A Cold Christmas Night

Last night, three days after the Toronto Ice Storm, Santa brought us astronomers a Christmas gift: Clear Skies! Therefore, I decided to take advantage of it.

My goal for this session was to view a rare astronomical event: the occulation (blockage) of a star by an asteroid. The star was a 10.4 magnitude star (not very bright). The asteroid was a 15.4 magnitude asteroid (dimmer than the star). To see it is a slim to nil chance, but I tried.

At 10:50 pm, I took my telescope out in the bitter cold and got it ready to view the stars in the snow. For the first time, I was able to align the telescope using the SkyAlign feature. In previous sessions, I failed to align the telescope using the SkyAlign feature. Yesterday, I succeeded in that. After aligning the telescope, I got the coordinates for the star in Ra/Dec and Alt/Az coordinates. When the telescope slewed to it, it was behind the trees. I had to readjust the telescope to view it away from the trees. When it came time, I looked into the telescope and I saw small stars. However, I don’t think I saw the star that was to be occulted. It was disappointing, but I wasn’t surprised. I was not prepared or experienced enough to find such a small and unknown object. I decided to move on to other objects on my list.

I first slewed to the bright object in the sky, Jupiter. I saw the beautiful stripes, and its 4 beautiful moons. It’s always a sight to see Jupiter. I can check it off my list now.

The next object I saw is Sirius. One fact about Sirius is that it is a double star system, with a star 2 times the size of the sun, and a white dwarf that already died. Looking at it myself, I saw the star, and I think I saw a bulge from one side of the star, which is probably Sirius B. I can’t be sure until I view it closer. I can now cross the constellation Canis Major off my list.

The next objects I observed are the two brightest stars of Orion: Betelgeuse, and Rigel. I first slewed to Betelgeuse, the bright red supergiant. It was magnificent. I next slewed to Rigel. I had to move my telescope a bit, but I was able to find it. It wasn’t as bright as Betelgeuse though. I was able to cross of Orion off my list of constellations.

I looked into the sky and saw a small cluster of stars, and I saw M45 also known as the Pleades, or the Seven Sisters. It is a star cluster that is visible to the naked eye, and is made up of 7 stars. I decided to  look at it through the telescope. Doing that, I saw the magnificence of the 7 sisters in its formation. It was awe-inspiring. I crossed it off my list under the Deep Sky Objects Category.

Remembering my previous session where I could not see the horsehead nebula due to the battery dying on my telescope, I decided to slew towards Orion’s sword, a collection of three stars that represent the sword of the mythological hunter, Orion. The vicinity of those stars are quite interesting. I see dim stars close together and in interesting patterns that one can’t see without a telescope. The most notable one that I saw was at the middle star. There I saw a dim green-tinted cloud of sorts in the sky. I have never seen that before, but I learned about it in the first few lecture videos in my Astronomy class. I believe I saw M42, otherwise known as the Orion Nebula. This was my first sighting of a nebula. I was very excited, and will explore further in the future.
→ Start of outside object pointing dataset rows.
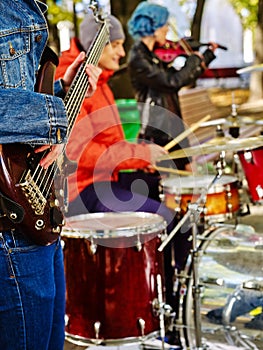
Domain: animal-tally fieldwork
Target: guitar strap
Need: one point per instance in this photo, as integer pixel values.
(10, 209)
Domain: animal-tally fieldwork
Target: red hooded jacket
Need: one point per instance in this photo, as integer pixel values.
(97, 140)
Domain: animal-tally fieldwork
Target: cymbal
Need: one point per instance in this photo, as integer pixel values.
(233, 121)
(255, 67)
(216, 145)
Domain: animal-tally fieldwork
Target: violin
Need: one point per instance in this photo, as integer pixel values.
(183, 47)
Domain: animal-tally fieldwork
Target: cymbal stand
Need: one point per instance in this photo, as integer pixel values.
(192, 214)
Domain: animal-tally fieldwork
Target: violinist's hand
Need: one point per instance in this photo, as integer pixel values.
(156, 152)
(92, 72)
(52, 155)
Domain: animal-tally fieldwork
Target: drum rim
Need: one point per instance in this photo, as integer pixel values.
(182, 189)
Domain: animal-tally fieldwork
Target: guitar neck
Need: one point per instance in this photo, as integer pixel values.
(77, 91)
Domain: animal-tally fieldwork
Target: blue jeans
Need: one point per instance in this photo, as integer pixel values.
(32, 294)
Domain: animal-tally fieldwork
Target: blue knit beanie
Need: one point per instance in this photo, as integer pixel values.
(146, 18)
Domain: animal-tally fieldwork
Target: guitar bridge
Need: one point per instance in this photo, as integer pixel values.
(33, 194)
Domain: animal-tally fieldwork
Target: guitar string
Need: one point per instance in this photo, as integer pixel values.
(73, 101)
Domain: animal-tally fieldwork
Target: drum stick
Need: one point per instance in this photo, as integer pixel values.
(186, 133)
(173, 171)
The Orion Nebula through my telescope imaged using an iPhone 5s.

Continuing my journey, my telescope started to become sluggish and unresponsive, which lead me to conclude that the batteries died once more. With that, I decided to call it a day… but not before manually moving my telescope to the rising Waning Gibbous Moon through the trees. It was a very nice sight and another addition to my list.

After that, I packed up my telescope and decided to call it a night.

Overall, it was a very eye-opening experience. I tried to find a unique star event, however, I failed to find it. I was able to observe Jupiter, Sirius, Betelgeuse, Rigel, The Pleiades, the Orion Nebula, and the Waning Gibbous Moon. It was truly an interesting and productive night, which took me a step further in my astronomy adventure. I hope you will come with me.